First listed 2026-05-29 | Last updated 2026-05-28

Abstract

Little red dots (LRDs) are compact high-redshift objects, newly discovered by the James Webb Space Telescope. Although LRDs exhibit broad Balmer emission lines suggestive of the presence of active galactic nuclei (AGN), their spectral features differ significantly from those of ordinary AGN. Recent studies suggest that their characteristics can be explained if accreting supermassive black holes (SMBHs) are embedded within dense gaseous envelopes and surrounded by compact stellar clusters. In this scenario, stars in the cluster can scatter onto plunging orbits that intersect the envelope and collide with its surface. Here we investigate the observational properties of such star-envelope collisions as luminous transient events. We find that collisions involving red supergiants with radii of $\sim 10^{3}~R_\odot$, together with gaseous envelopes whose masses are comparable to those of the central SMBHs, are the most promising targets due to their high luminosities and long durations. For compact clusters with sizes of $\lesssim 10~{\rm pc}$, such massive stars can participate in star-envelope collisions within their lifetimes at event rates reaching $\sim 0.3~{\rm yr}^{-1}$ per LRD. We show that these transients are detectable with future wide-field surveys such as the Nancy Grace Roman Space Telescope if they occur at relatively low redshifts ($z \lesssim 1$). Detection of such transients would provide strong evidence for the envelope+stellar-cluster scenario of LRDs and offer a unique probe of the envelope mass, which is otherwise difficult to constrain from LRD spectra alone.

Short digest

This paper works out the transient flares expected when stars from the compact stellar clusters invoked around little red dots plunge into the surface of an optically thick black-hole envelope. The most promising events are collisions by red supergiants with radii of about 10^3 R_sun into envelopes whose masses are comparable to the central SMBH, because those give the brightest and longest-lived signals.
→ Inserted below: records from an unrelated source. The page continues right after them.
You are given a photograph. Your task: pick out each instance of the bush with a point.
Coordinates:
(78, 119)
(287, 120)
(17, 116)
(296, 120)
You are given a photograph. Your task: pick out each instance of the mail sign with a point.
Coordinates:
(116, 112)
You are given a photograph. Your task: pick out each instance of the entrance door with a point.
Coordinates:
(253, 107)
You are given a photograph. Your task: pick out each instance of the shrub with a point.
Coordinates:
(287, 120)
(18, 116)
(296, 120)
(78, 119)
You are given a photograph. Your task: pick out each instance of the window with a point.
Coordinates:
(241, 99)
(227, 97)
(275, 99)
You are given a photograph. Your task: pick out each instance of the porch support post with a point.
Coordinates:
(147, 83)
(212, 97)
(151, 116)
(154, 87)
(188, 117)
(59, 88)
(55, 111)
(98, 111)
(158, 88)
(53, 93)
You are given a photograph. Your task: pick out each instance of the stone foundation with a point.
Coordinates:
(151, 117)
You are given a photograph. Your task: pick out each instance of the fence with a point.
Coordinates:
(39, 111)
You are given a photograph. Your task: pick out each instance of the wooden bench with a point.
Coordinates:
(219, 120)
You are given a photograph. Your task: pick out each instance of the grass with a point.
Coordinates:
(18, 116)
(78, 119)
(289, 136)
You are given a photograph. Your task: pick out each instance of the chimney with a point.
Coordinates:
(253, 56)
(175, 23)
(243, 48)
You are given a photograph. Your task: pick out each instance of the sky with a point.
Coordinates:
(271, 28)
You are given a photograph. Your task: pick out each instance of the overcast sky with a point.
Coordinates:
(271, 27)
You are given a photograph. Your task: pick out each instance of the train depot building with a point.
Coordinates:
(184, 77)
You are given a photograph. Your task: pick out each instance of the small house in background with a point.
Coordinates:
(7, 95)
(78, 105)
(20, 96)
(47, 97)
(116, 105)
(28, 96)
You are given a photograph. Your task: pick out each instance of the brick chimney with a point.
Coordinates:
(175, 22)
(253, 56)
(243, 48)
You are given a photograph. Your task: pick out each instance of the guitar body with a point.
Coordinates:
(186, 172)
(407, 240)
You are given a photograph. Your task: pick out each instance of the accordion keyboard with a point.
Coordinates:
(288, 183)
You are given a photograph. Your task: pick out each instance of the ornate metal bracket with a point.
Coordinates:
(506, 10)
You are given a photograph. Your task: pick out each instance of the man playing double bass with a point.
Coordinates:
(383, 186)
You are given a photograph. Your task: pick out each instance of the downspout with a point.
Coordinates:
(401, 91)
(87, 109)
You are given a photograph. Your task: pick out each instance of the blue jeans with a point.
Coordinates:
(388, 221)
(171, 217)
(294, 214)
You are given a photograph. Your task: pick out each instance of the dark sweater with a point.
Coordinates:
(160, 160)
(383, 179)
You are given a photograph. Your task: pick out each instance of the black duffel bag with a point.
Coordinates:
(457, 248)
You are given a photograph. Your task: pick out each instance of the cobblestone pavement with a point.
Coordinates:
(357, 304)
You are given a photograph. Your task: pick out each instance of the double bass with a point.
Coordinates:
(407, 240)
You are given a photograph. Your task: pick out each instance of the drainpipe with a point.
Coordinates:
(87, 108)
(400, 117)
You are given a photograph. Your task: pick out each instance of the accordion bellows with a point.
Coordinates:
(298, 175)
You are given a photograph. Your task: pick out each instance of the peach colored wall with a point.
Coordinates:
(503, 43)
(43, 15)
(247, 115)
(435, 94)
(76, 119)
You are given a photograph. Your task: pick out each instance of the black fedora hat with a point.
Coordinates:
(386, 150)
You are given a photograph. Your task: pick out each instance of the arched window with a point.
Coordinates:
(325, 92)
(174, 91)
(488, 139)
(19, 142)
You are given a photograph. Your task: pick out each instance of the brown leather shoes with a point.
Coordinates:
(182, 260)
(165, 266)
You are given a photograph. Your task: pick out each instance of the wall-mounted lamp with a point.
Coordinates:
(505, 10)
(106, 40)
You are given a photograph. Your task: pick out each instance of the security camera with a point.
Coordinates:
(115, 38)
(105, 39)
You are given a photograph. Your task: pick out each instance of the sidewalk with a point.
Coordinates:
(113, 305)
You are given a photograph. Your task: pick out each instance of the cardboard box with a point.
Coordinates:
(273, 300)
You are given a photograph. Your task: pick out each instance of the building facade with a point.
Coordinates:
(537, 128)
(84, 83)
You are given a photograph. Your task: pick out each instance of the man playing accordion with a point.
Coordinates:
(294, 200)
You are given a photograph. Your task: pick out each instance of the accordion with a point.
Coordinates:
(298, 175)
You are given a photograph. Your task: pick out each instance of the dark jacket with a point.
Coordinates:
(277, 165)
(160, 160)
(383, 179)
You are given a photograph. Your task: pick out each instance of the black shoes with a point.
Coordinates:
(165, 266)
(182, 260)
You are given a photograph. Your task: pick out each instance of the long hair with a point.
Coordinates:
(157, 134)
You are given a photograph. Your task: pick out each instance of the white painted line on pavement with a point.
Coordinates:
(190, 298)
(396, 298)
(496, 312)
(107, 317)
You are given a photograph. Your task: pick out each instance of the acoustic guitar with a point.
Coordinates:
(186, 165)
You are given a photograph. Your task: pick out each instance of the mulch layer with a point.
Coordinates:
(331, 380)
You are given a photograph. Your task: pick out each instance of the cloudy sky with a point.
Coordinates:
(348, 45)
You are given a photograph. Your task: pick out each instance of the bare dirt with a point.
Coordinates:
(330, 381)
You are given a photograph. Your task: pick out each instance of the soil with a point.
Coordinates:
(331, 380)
For cluster sizes of ≲10 pc, such massive stars can still reach the envelope within their lifetimes, yielding rates as high as about 0.3 yr^-1 per LRD. If analogous systems exist at lower redshift, Roman-like wide-field surveys could detect these flares out to z ≲ 1, making them a clean test of the envelope+stellar-cluster LRD picture and a rare handle on the envelope mass itself.

Key figures to inspect

  • Figure 1. Use this schematic to orient the reader to the paper’s core physical picture: an SMBH embedded in a luminous, optically thick envelope that makes the red optical continuum, plus a compact stellar cluster that supplies the blue UV light and occasionally launches stars onto plunging trajectories. It is the cleanest one-panel summary of the envelope+cluster scenario that the transient calculation is meant to test.
  • Figure 2. This is the central parameter-space figure for the transient itself, showing how the duration, peak luminosity, and peak temperature change with envelope mass for different stellar radii and Eddington ratios. It directly visualizes the paper’s headline result that red-supergiant collisions and envelopes with masses around the SMBH scale give the most detectable events because they are both brighter and longer lasting.
  • Figure 4 links the transient model to stellar-population realism by showing which stellar masses can actually be injected into the envelope before the stars die, as a function of cluster size, UV luminosity, and Eddington ratio. This is the figure that justifies why very compact clusters, at roughly the ≲10 pc level, are needed for red-supergiant collisions to occur within stellar lifetimes.
  • Figure 5. This figure turns the feasibility argument into an observable prediction by giving the event rate of star-envelope collisions across the same cluster and luminosity parameter space. It is the quantitative support for the abstract’s quoted rates, including the cases that reach about 0.3 events per year per LRD.
  • Figure 6. Use this as the observability synthesis figure: it converts the modeled transients into observer-frame SEDs at multiple redshifts and overlays Roman and LSST sensitivity limits for different visit stacks. It is the best single figure for the paper’s practical bottom line that these events are mainly a low-redshift discovery opportunity, with Roman favored for detections out to about z ≲ 1.